Book I introduces a Stoic- inspired theory of "laws of nature" according to which the true law corresponds to divine reason. Since all human beings are also gifted with reason, by training their mind they can ultimately participate in divine reason and live according to the true, eternal law.

These philosophical thoughts are taken up again in Book II. In particular, it is made clear that there are false laws in the world that do not apply by nature and therefore do not actually deserve the designation "law". This is followed by a religious framework law ( constitutio religionum ), which is heavily inspired by the Roman tradition.

Finally, in Book III, a corresponding collection of laws on the magistrate is drawn up. The laws are each written in an ancient style and each of the two collections is followed by a commentary in which the presented laws are treated with varying degrees of depth. The concrete laws take up the Roman tradition with some recourse to Plato rather than the theory of natural law explained in the first book.

Book IV apparently contained an addition to Book III, possibly on the judiciary . The content of Book V can hardly be reconstructed. However, it can be assumed that, as with Plato, further areas of law should be discussed.

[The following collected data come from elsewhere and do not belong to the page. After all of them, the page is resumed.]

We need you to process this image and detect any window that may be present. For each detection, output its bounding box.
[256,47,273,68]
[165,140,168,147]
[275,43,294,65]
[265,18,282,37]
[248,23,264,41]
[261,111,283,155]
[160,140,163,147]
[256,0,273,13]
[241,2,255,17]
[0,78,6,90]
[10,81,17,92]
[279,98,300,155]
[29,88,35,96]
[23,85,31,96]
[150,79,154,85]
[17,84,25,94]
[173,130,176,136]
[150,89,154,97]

Dialogue is hardly mentioned in ancient texts; Exceptions are Macrobius , Lactantius and Augustine . In the 5th century it was included in the corpus from which the two Vossiani originate and only passed on for posterity in this way.

Text editions and translations

  • Jonathan GF Powell (Ed.): M. Tvlli Ciceronis De re pvblica. De legibvs. Cato maior de senectvte. Laelivs de amicitia, Oxford 2006. (Text-critical edition)
  • Andrew R. Dyck: A commentary on Cicero, De legibus, Ann Arbor 2004. (Comment)
  • M. Tullius Cicero: De legibus / About the laws. Latin and German. Ed., Trans. and ext. by Rainer Nickel , Düsseldorf ²2002.


  • Robert Philippson : M. Tullius Cicero. In: Paulys Realencyclopadie der classischen Antiquity Science (RE). Volume VII A, 1, Stuttgart 1939, Sp. 1117-1121.
  • Gustav Adolf Lehmann : Political Reform Proposals in the Crisis of the Late Roman Republic. Cicero, De legibus III and Sallust's letters to Caesar, Meisenheim am Glan 1980.
  • Klaus Martin Girardet : The order of the world. A contribution to the philosophical and political interpretation of Cicero's De legibus, Wiesbaden 1983.
  • Inga Meyer: From vision to reform. The state of law: Cicero's program for a reorganization of the Roman Republic 56–51 BC Chr., Munich 2006.